Submodular Maximization Approaches for Equitable Client Selection in Federated Learning

In a conventional Federated Learning framework, client selection for training typically involves the random sampling of a subset of clients in each iteration. However, this random selection often leads to disparate performance among clients, raising concerns regarding fairness, particularly in applications where equitable outcomes are crucial, such as in medical or financial machine learning tasks. This disparity typically becomes more pronounced with the advent of performance-centric client sampling techniques. This paper introduces two novel methods, namely SUBTRUNC and UNIONFL, designed to address the limitations of random client selection. Both approaches utilize submodular function maximization to achieve more balanced models. By modifying the facility location problem, they aim to mitigate the fairness concerns associated with random selection. SUBTRUNC leverages client loss information to diversify solutions, while UNIONFL relies on historical client selection data to ensure a more equitable performance of the final model. Moreover, these algorithms are accompanied by robust theoretical guarantees regarding convergence under reasonable assumptions. The efficacy of these methods is demonstrated through extensive evaluations across heterogeneous scenarios, revealing significant improvements in fairness as measured by a client dissimilarity metric.

Localized Distributional Robustness in Submodular Multi-Task Subset Selection

In this work, we approach the problem of multi-task submodular optimization with the perspective of local distributional robustness, within the neighborhood of a reference distribution which assigns an importance score to each task. We initially propose to introduce a regularization term which makes use of the relative entropy to the standard multi-task objective. We then demonstrate through duality that this novel formulation itself is equivalent to the maximization of a submodular function, which may be efficiently carried out through standard greedy selection methods. This approach bridges the existing gap in the optimization of performance-robustness trade-offs in multi-task subset selection. To numerically validate our theoretical results, we test the proposed method in two different setting, one involving the selection of satellites in low Earth orbit constellations in the context of a sensor selection problem, and the other involving an image summarization task using neural networks. Our method is compared with two other algorithms focused on optimizing the performance of the worst-case task, and on directly optimizing the performance on the reference distribution itself. We conclude that our novel formulation produces a solution that is locally distributional robust, and computationally inexpensive.

Randomized Greedy Methods for Weak Submodular Sensor Selection with Robustness Considerations

We study a pair of budget- and performance-constrained weak submodular maximization problems. For computational efficiency, we explore the use of stochastic greedy algorithms which limit the search space via random sampling instead of the standard greedy procedure which explores the entire feasible search space. We propose a pair of stochastic greedy algorithms, namely, Modified Randomized Greedy (MRG) and Dual Randomized Greedy (DRG) to approximately solve the budget- and performance-constrained problems, respectively. For both algorithms, we derive approximation guarantees that hold with high probability. We then examine the use of DRG in robust optimization problems wherein the objective is to maximize the worst-case of a number of weak submodular objectives and propose the Randomized Weak Submodular Saturation Algorithm (Random-WSSA). We further derive a high-probability guarantee for when Random-WSSA successfully constructs a robust solution. Finally, we showcase the effectiveness of these algorithms in a variety of relevant uses within the context of Earth-observing LEO constellations which estimate atmospheric weather conditions and provide Earth coverage.

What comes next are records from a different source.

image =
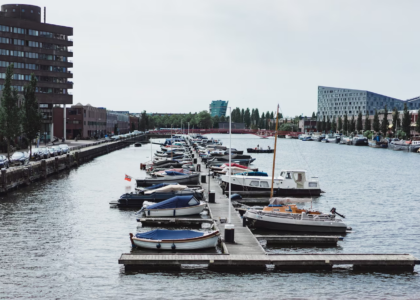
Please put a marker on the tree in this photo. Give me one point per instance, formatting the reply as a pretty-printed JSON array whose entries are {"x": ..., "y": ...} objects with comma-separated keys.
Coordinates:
[
  {"x": 32, "y": 118},
  {"x": 359, "y": 124},
  {"x": 376, "y": 126},
  {"x": 406, "y": 121},
  {"x": 333, "y": 126},
  {"x": 385, "y": 122},
  {"x": 418, "y": 121},
  {"x": 396, "y": 121},
  {"x": 352, "y": 124},
  {"x": 367, "y": 122},
  {"x": 346, "y": 124},
  {"x": 10, "y": 113},
  {"x": 340, "y": 124}
]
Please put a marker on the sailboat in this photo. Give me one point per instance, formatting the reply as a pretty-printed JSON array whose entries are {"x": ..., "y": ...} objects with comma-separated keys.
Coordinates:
[{"x": 289, "y": 183}]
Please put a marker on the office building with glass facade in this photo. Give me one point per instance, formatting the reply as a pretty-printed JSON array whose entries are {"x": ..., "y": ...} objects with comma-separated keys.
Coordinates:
[
  {"x": 218, "y": 108},
  {"x": 40, "y": 48},
  {"x": 336, "y": 102}
]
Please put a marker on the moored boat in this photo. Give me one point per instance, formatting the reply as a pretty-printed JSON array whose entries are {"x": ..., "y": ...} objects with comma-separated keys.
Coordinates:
[
  {"x": 161, "y": 239},
  {"x": 282, "y": 215},
  {"x": 175, "y": 206}
]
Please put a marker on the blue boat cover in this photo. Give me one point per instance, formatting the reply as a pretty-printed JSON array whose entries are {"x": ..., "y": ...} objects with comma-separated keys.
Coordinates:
[
  {"x": 254, "y": 174},
  {"x": 175, "y": 202},
  {"x": 173, "y": 173},
  {"x": 163, "y": 234},
  {"x": 159, "y": 185}
]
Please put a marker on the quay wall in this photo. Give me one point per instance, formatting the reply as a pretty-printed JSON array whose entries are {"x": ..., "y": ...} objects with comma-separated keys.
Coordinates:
[{"x": 14, "y": 178}]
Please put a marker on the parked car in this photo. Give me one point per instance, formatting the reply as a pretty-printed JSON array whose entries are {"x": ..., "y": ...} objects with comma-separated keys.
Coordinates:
[
  {"x": 52, "y": 151},
  {"x": 4, "y": 162},
  {"x": 64, "y": 148},
  {"x": 19, "y": 158},
  {"x": 57, "y": 149},
  {"x": 37, "y": 153}
]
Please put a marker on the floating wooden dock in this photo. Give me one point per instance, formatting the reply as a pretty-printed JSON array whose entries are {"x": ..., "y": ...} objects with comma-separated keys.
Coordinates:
[
  {"x": 173, "y": 221},
  {"x": 289, "y": 262},
  {"x": 246, "y": 253},
  {"x": 299, "y": 239}
]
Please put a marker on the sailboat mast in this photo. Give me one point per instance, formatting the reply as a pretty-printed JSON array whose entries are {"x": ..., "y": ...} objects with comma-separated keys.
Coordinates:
[{"x": 274, "y": 156}]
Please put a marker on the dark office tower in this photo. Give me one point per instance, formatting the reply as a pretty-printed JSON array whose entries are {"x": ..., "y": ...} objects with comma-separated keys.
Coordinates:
[{"x": 39, "y": 48}]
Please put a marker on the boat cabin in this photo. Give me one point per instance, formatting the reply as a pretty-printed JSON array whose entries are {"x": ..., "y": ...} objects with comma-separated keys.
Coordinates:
[{"x": 297, "y": 179}]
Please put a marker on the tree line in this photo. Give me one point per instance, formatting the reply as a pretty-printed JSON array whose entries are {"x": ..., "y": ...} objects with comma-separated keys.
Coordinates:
[
  {"x": 19, "y": 119},
  {"x": 203, "y": 120},
  {"x": 400, "y": 127}
]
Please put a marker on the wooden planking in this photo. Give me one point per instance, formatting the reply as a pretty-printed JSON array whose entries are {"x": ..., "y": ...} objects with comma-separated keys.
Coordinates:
[
  {"x": 245, "y": 242},
  {"x": 299, "y": 239},
  {"x": 283, "y": 259}
]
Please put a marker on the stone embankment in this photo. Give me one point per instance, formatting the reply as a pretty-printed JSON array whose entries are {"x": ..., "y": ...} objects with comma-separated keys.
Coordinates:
[{"x": 23, "y": 176}]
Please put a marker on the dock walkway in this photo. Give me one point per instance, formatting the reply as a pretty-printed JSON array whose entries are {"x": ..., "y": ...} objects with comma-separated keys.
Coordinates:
[{"x": 245, "y": 241}]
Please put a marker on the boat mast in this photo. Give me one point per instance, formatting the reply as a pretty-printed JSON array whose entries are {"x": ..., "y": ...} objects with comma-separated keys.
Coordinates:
[
  {"x": 230, "y": 161},
  {"x": 274, "y": 156}
]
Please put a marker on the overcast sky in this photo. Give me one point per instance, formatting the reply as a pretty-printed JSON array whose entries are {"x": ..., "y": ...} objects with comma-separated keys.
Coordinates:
[{"x": 178, "y": 55}]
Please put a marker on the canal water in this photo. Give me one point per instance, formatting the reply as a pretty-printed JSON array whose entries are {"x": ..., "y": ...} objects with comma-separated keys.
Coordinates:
[{"x": 59, "y": 239}]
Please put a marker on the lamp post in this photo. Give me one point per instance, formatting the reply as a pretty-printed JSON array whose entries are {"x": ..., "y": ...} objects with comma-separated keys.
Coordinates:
[{"x": 229, "y": 227}]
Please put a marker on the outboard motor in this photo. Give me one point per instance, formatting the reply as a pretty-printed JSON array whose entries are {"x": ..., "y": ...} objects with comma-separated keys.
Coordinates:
[{"x": 334, "y": 212}]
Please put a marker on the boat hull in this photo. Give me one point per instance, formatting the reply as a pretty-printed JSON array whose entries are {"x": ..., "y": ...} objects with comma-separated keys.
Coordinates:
[
  {"x": 248, "y": 190},
  {"x": 175, "y": 212},
  {"x": 250, "y": 150},
  {"x": 190, "y": 179},
  {"x": 209, "y": 241},
  {"x": 281, "y": 224}
]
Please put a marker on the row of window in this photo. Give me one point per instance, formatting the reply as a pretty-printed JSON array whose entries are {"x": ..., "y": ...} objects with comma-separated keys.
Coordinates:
[
  {"x": 39, "y": 78},
  {"x": 33, "y": 32},
  {"x": 33, "y": 55},
  {"x": 43, "y": 90},
  {"x": 19, "y": 42},
  {"x": 17, "y": 65}
]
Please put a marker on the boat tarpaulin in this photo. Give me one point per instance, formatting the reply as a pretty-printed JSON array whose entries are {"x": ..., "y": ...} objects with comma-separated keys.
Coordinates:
[
  {"x": 162, "y": 234},
  {"x": 159, "y": 185},
  {"x": 176, "y": 202},
  {"x": 173, "y": 173},
  {"x": 167, "y": 189},
  {"x": 261, "y": 174},
  {"x": 277, "y": 201}
]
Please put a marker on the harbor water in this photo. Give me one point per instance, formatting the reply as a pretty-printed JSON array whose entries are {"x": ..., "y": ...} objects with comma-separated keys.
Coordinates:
[{"x": 61, "y": 240}]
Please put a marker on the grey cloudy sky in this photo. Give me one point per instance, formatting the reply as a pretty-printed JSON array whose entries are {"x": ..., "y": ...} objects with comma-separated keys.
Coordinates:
[{"x": 177, "y": 56}]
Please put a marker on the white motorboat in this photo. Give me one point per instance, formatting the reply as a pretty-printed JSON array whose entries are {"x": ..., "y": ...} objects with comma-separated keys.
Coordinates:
[
  {"x": 175, "y": 206},
  {"x": 175, "y": 239},
  {"x": 289, "y": 183}
]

Communication-Efficient Zeroth-Order Distributed Online Optimization: Algorithm, Theory, and Applications

This paper focuses on a multi-agent zeroth-order online optimization problem in a federated learning setting for target tracking. The agents only sense their current distances to their targets and aim to maintain a minimum safe distance from each other to prevent collisions. The coordination among the agents and dissemination of collision-prevention information is managed by a central server using the federated learning paradigm. The proposed formulation leads to an instance of distributed online nonconvex optimization problem that is solved via a group of communication-constrained agents. To deal with the communication limitations of the agents, an error feedback-based compression scheme is utilized for agent-to-server communication. The proposed algorithm is analyzed theoretically for the general class of distributed online nonconvex optimization problems. We provide non-asymptotic convergence rates that show the dominant term is independent of the characteristics of the compression scheme. Our theoretical results feature a new approach that employs significantly more relaxed assumptions in comparison to standard literature. The performance of the proposed solution is further analyzed numerically in terms of tracking errors and collisions between agents in two relevant applications.